Frage 5: Welche Learnings haben Sie daraus konkret abgeleitet?

"Kein Senioren-Marketing, bitte!"

Frage 6: Zu welchen konkreten Massnahmen würden Sie Hersteller- bzw. Handelsunternehmen raten?

Mitarbeiterstab: Erfahrungswissen aufwerten, die spezifischen Kompetenzen reiferer MitarbeiterInnen nutzen und fördern. Am besten sind Teams, die Jung und Alt vereinen.

Outletgestaltung: Die spezifischen reduzierten Sinnesleistungen im Alter sind längst bekannt, auch wie man darauf eingehen könnte. Man muss es nur noch tun!

Regal- und Sortimentsgestaltung: Dass man, wenn man reifere Kunden anspricht, Produkte nicht so platziert, dass sie ausgewachsene turnerische Leistungen verlangen, versteht sich (eigentlich) auch von selbst.

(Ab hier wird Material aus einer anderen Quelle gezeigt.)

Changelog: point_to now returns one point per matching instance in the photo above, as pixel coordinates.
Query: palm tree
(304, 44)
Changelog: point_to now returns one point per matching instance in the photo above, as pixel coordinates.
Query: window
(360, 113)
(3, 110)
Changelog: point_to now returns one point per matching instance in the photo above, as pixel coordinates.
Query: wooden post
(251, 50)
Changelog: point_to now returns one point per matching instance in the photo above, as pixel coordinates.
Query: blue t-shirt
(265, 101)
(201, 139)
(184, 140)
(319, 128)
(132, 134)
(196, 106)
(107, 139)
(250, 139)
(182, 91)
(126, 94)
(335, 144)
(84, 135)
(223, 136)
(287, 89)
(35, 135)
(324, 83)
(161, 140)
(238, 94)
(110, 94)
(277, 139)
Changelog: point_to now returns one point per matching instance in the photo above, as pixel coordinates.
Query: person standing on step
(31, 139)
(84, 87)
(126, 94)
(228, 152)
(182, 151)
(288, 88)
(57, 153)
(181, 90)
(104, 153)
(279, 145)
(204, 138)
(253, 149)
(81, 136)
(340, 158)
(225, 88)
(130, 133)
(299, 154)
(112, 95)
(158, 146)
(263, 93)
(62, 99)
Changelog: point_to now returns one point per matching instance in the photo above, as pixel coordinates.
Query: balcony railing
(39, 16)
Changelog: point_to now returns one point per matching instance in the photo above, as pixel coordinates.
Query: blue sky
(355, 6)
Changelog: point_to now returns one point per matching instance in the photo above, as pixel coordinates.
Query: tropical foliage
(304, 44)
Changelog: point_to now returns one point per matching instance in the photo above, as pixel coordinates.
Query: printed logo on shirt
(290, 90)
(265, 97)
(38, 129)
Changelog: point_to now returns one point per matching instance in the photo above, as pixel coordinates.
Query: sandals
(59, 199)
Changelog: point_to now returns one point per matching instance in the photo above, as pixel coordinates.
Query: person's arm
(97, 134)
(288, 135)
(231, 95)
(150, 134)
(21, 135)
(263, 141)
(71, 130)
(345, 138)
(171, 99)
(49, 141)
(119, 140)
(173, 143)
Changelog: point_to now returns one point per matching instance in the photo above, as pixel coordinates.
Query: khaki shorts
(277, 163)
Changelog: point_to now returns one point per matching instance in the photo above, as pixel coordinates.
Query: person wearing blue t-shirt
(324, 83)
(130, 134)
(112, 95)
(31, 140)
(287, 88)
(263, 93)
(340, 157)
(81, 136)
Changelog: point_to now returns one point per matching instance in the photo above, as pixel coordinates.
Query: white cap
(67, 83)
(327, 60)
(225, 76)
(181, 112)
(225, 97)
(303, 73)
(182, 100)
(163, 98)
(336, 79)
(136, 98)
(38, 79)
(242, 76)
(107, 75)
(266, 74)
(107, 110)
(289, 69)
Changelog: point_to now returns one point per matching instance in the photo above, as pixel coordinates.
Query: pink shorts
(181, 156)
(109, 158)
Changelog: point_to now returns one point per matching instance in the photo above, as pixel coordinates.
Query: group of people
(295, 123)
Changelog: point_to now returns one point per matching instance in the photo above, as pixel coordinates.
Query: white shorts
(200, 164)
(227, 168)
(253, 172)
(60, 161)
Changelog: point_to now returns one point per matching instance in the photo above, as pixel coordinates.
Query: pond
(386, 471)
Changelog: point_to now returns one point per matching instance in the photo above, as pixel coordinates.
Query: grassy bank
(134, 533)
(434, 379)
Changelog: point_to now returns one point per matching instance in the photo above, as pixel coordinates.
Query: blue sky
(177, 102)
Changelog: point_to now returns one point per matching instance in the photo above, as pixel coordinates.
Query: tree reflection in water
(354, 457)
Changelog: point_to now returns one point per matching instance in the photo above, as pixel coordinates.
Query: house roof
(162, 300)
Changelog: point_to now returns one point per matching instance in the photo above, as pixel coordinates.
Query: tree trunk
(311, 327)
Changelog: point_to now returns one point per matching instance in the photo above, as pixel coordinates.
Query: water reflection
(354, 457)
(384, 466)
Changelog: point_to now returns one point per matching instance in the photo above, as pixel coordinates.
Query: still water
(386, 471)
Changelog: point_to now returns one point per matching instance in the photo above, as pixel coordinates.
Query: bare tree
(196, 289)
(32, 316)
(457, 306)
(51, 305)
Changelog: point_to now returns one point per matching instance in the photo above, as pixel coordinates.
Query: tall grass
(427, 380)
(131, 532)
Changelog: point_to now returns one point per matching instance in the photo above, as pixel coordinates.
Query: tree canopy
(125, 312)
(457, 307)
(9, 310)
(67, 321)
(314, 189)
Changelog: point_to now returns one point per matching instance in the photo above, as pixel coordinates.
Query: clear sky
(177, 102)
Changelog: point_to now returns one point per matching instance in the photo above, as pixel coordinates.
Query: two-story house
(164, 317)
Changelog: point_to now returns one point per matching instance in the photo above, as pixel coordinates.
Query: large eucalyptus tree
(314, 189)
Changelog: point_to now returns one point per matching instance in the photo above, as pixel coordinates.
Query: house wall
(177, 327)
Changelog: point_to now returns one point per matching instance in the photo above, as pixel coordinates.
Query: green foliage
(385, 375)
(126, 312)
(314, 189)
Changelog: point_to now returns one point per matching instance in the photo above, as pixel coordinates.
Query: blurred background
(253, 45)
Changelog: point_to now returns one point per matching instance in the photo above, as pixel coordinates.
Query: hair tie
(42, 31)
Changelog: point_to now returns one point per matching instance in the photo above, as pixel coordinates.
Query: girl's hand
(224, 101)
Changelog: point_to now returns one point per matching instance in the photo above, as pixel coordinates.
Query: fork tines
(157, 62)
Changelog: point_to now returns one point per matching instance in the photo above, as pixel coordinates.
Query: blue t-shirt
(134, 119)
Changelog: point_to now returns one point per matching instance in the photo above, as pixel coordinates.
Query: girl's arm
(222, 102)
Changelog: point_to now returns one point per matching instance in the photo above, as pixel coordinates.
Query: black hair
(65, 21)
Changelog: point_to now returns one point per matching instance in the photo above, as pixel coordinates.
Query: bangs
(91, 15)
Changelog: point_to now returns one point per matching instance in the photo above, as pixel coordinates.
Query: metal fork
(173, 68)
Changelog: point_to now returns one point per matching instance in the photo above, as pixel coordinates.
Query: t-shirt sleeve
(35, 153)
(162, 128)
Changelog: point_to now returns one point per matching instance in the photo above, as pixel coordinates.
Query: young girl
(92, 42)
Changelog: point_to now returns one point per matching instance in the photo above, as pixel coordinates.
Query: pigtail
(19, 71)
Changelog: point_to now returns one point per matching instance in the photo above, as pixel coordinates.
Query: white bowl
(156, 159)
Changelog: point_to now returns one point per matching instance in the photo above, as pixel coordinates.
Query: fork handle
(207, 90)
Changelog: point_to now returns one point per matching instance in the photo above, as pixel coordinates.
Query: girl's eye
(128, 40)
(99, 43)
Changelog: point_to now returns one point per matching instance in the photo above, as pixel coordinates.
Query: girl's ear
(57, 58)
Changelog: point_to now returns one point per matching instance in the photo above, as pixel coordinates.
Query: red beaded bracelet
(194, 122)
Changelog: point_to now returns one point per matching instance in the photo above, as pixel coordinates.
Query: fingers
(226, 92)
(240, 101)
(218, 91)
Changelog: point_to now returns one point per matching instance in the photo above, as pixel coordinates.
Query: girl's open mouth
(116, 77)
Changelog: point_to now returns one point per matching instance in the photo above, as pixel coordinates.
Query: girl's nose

Zusätzliche Serviceleistungen: Reife Konsumenten wissen genau, was sie wollen, und sie können und wollen darüber auch reden. So man sie denn fragt...

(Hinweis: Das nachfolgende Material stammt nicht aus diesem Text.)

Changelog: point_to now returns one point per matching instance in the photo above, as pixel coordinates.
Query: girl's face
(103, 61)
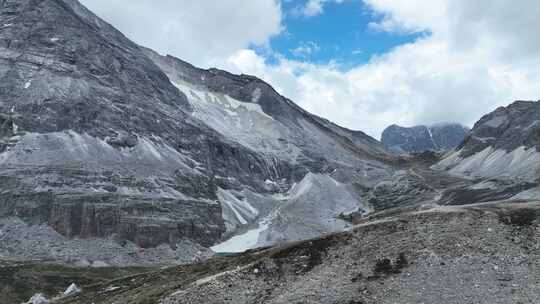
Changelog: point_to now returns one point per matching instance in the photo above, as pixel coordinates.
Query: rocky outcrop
(442, 137)
(503, 144)
(101, 138)
(480, 253)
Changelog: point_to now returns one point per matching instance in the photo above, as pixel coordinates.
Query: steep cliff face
(101, 138)
(503, 144)
(442, 137)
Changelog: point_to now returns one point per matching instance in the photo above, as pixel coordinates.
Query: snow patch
(496, 121)
(256, 95)
(72, 289)
(245, 241)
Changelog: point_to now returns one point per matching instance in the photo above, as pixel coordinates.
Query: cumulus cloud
(311, 8)
(199, 31)
(471, 57)
(305, 49)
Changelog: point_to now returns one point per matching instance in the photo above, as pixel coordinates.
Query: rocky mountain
(113, 154)
(442, 137)
(503, 144)
(468, 254)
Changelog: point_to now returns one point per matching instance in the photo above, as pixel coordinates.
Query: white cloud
(476, 56)
(198, 31)
(479, 55)
(311, 8)
(305, 49)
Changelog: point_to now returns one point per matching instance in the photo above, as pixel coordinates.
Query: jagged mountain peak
(102, 138)
(437, 137)
(502, 144)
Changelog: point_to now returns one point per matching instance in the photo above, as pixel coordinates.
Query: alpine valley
(144, 179)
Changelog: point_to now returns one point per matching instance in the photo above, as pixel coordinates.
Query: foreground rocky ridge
(482, 253)
(105, 142)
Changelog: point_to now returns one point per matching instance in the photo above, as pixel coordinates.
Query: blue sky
(340, 35)
(461, 63)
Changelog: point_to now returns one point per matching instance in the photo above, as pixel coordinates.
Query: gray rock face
(467, 254)
(101, 138)
(416, 139)
(503, 144)
(506, 128)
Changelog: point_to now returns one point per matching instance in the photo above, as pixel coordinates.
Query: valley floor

Frage 7: Welche Branchen sind aus Ihrer Sicht bei der Bearbeitung dieses Kundensements schon fortgeschritten?

Wirklich fortgeschrittene Branchen sehe ich keine, es gibt allenfalls einzelne geglückte Beispiele.

Frage 8: Was sollten Hersteller und Handel bei der Ansprache der Generation 55plus allgemein beachten? Was sollten sie auf jeden Fall vermeiden?

Nicht Experten fragen, sondern direkt ihre eigenen reifen Kunden.

Frage 9: Welche Positionierungs- und Differenzierungsmöglichkeiten bietet die Generation 55plus aus Ihrer Sicht?

Wer die reifen Märkte überzeugt, überzeugt auch alle anderen.

Frage 10: Welche (neuen) Wertschöpfungskonzepte sind aus Ihrer Sicht geeignet, um das Wachstumspotenzial der Generation55plus auszuschöpfen?

Alle Konzepte, die die Versprechungen des Marketings ernst nehmen und (endlich) wirklich die Kunden und ihr Bedürfnisse, Wünsche, Erwartungen und Träume in den Mittelpunkt stellen. Es gibt keine besseren Partner für ernsthafte Marktdialoge als die reifen Kunden.